L'inspecteur du travail dispose également :

  • d'un pouvoir de décision portant sur les licenciements des représentants du personnel, sur les dispositifs relatifs à la durée du travail, au travail des jeunes, sur le règlement intérieur ;
  • de moyens d'action importants puisqu'il peut notamment visiter une structure sans avertissement préalable, mener une enquête auprès des salariés, se faire communiquer des documents, etc.

Conseil de prud'hommes

André souhaite trouver une issue mais il ne sait pas comment s'y prendre. Il a peur que son salarié saisisse le conseil de prud'hommes.

Le salarié d'André peut en effet saisir le CPH. Il s'agit d'une juridiction spécialisée, chargée de trancher des litiges individuels nés à l'occasion du contrat de travail ou d'apprentissage.

Il s'agit de différends qui peuvent se déclarer à l'occasion de la conclusion, de l'exécution ou de la rupture du contrat de travail, voire même après la cessation du contrat (cas de l'application d'une clause de non-concurrence). La décision peut ensuite faire l'objet d'un appel, voire d'un pourvoi en cassation.

Attention

Depuis la loi Macron (loi n° 2015-990 du 6 août 2016, JO du 7) et le décret n° 2016-975 du 18 juillet 2016 (JO du 20), la représentation en appel est obligatoire par un avocat ou par un défenseur syndical inscrit sur une liste dressée par le Préfet de région.

Ordonnances du 22 septembre 2017 : mise en place d'un barème des indemnités prud'homales en cas de licenciement jugé sans cause réelle et sérieuse :

Employeurs et salariés savent désormais combien pourra « coûter » un licenciement sans cause réelle et sérieuse. L'ordonnance n° 2017-1387 fixe un barème d'indemnisation pour les licenciements jugés sans cause réelle et sérieuse dont les planchers et plafonds s'imposent au juge : cf. le nouvel article L. 1235-3 du Code du travail.

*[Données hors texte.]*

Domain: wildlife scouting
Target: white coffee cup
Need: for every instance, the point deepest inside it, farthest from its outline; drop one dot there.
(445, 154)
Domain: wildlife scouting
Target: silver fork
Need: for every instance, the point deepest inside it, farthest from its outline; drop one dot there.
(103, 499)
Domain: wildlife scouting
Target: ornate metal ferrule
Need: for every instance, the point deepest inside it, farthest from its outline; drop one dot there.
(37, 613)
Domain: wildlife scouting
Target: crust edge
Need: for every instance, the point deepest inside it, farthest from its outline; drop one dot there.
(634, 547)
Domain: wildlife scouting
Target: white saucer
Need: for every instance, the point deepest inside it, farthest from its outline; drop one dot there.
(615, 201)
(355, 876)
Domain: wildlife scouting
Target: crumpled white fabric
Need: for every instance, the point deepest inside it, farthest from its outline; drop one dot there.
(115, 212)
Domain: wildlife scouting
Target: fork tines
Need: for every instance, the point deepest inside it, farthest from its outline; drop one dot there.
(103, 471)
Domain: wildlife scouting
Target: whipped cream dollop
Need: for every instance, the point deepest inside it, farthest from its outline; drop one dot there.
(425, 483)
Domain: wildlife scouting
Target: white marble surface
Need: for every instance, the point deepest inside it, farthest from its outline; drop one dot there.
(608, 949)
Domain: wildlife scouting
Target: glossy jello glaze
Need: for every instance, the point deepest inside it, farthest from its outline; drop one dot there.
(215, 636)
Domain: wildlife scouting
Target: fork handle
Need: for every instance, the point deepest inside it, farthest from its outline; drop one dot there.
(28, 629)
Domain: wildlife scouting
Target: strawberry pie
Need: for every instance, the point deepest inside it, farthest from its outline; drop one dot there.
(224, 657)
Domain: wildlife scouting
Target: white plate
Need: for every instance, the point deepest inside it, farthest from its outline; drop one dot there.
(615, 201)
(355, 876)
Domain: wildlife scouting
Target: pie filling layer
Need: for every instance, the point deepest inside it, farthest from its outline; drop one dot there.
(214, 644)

Sauf cas particuliers, l'indemnité est comprise entre 0 et 20 mois de salaire selon un barème déterminé en fonction de l'ancienneté du salarié.

L'ordonnance précise que pour déterminer le montant des dommages et intérêts, le juge peut tenir compte des indemnités de licenciement versées par l'employeur.

Par exemple, si le salarié licencié abusivement a perçu une indemnité de licenciement élevée, le juge peut minorer en conséquence le montant des dommages et intérêts.

Ce barème s'applique aux contentieux consécutifs aux licenciements notifiés après la publication de l'ordonnance au journal officiel, soit à partir du 24 septembre 2017.

Pour les salariés ayant plus de 10 ans d'ancienneté, un barème dérogatoire est par ailleurs prévu pour les petites structures employant moins de 11 salariés.

Ces barèmes d'indemnités ne s'appliquent pas en cas de licenciement nul.

Dans ce cas, le salarié, s'il ne réintègre pas l'entreprise, a droit à des dommages et intérêts d'au moins 6 mois de salaire.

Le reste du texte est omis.